08 keep warm
「綺麗……。」
肉球も勿論気にはなるものの、目を奪われるほどの美しさを持つその石に料理中にも関わらず、つい視線と意識が其方へと向いた。シトリンに似たそれはまるで夕焼けを石の中に閉じ込めたような黄金色で、室内の灯りが当たるときらりと煌めきを放つ。
暫く見つめているとリュウが黒焦げになることを危惧してか私の意識を戻すように「ウォン」と鳴き、我に戻った私は慌てて今まさにきつね色状態の海老一匹を救い上げて油切りのバットに降ろし、そしてほっと胸を撫でおろした。

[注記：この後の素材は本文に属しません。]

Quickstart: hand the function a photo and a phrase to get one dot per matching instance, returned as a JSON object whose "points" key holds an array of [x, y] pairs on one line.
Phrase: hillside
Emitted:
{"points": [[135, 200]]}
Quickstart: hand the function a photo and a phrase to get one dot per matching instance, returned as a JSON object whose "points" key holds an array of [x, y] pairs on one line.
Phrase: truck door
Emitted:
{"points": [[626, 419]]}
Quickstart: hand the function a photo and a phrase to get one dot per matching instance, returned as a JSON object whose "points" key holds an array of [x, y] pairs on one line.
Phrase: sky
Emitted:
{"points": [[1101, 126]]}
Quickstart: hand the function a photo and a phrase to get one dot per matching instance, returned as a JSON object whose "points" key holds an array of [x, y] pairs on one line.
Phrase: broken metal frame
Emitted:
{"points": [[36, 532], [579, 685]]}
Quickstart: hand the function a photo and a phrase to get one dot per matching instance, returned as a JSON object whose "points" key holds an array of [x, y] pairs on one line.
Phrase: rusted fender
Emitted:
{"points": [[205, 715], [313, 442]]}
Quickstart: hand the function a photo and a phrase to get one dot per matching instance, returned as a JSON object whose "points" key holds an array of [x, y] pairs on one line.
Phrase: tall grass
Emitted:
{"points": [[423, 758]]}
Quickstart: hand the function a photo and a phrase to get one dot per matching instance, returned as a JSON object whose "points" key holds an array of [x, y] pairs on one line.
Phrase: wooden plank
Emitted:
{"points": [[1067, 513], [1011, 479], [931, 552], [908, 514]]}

「えぇと、それでその綺麗な石が転移石で…移動が出来るということですか?」
「そうだ、ただし転移する距離によってこの石は砕けてしまう」
「距離によって…。じゃあ例えば近い距離なら全て砕けるわけではなく、一部が砕けるという認識で逢ってますか?」
「あぁ、」
「ちなみにそれぐらいの大きさだと何処まで転移できるんですか?」
「これ一つでアメストリアだな」
此処からアメストリアまでの距離は、護衛を雇い、馬車を使って一日の距離だ。
その距離を考えると転移石の偉大さがよく分かるというもの。
「なるほど……。発火石の転移バージョンということですね」
「そうだな」
ちなみに発火石とは鍋の下に敷き詰められた黒曜石にも似た黒光りのする石のことで、
これは魔力を込めることで赤く熱を持ち発火することから発火石と呼ばれている。
火力を上げたい時、逆に下げたい時、止めたいときは全て魔力で調整することが可能で、込める魔力も微弱なもので構わないという大変コスパの良いアイテムなのだ。

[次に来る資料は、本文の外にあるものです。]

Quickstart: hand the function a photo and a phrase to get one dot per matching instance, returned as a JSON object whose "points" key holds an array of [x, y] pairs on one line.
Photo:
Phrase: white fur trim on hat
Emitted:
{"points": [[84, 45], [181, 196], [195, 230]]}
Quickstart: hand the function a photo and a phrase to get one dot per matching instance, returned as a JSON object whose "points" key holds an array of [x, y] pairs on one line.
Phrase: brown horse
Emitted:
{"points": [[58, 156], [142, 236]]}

「つまり転移石があるので今回は新人教育も兼ねてやってきた、お弁当はその時に必要ということですね。」
発火石に込めた魔力を止めて発火を止めると、私は次に炊いた米を移した深鍋の蓋を開く。
「あぁ。そういうことだ。」
さぁ、此処からが忙しいところだ。アイテムボックスから秘伝の漬けタレに、袋、それと容器を三つ取り出すと容器に米を敷き詰めて其処に天ぷらを乗せてやれば最後に秘伝の漬けタレをぐるりと回しかけると、次に私は三つの弁当に向けて手のひらを翳し「keep warm」と呟いた。

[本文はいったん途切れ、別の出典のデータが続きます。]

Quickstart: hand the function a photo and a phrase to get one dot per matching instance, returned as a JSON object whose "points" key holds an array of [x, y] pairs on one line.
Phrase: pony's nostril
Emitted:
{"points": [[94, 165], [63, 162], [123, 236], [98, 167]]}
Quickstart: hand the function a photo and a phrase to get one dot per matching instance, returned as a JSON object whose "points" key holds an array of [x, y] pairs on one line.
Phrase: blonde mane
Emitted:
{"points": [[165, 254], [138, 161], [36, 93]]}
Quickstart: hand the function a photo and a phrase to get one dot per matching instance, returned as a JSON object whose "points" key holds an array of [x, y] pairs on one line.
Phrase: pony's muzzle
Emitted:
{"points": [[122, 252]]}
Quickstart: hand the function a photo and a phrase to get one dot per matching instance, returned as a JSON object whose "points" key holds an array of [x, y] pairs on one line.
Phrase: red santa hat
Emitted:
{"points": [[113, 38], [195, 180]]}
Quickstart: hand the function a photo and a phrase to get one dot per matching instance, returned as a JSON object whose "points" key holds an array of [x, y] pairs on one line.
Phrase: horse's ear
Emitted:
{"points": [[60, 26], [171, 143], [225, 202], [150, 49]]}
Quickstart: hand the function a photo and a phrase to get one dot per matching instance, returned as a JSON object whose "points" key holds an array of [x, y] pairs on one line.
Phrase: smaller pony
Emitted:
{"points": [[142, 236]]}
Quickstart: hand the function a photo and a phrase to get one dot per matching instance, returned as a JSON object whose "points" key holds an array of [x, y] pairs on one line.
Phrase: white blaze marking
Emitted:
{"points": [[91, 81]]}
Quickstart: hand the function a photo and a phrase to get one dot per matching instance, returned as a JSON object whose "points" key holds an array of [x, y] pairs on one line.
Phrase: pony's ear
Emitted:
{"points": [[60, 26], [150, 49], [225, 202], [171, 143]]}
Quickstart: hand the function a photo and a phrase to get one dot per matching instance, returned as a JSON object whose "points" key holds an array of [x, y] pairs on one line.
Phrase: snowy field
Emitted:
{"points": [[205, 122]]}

keep warmとは文字通り保温。つまりはこの弁当の状態を一定の温度に保温する魔法をかけたのだ。
異世界転移の際に気付いたら持っていた唯一のスキルが保温だなんて、最初は「一体何をすれば」と思っていたけど案外使いどころあったなぁとしみじみと思う。
最後に弁当を袋に重ねて入れて、サイゴドンさんに差し出した。
「さて、と、お待たせしました。天ぷら弁当が三つですので1800リルドです。」
「あぁ、いつもすまないな」
サイゴドンさんは懐から銀貨と銅貨をいり交ぜて金額分きっちりと払うと、サイゴドンさんがその大きな巨体を起こして頭を下げてから袋を受け取った。サイゴドンさんが持つと、なんだかお弁当が小さく見える。
「ふふ、騎士団長が持つとお弁当箱が小さく見えますね」
「ム、そうか?」
つい堪えきれずに一つ二つと笑い声を落とすと、サイゴドンさんは手に持った弁当を少しばかり持ち上げて顔に寄せた。
「えぇ。」
「……サイゴドンさん」
「ん?」
「行ってらっしゃい。気を付けてくださいね」」
「あぁ。」
最後にサイゴドンさんは弁当が入った袋を左手に持ち直し、右手を胸の前にアメストリア騎士団の誓いを示せば「行ってくる」とそう言ってマントを翻しその場を後にした。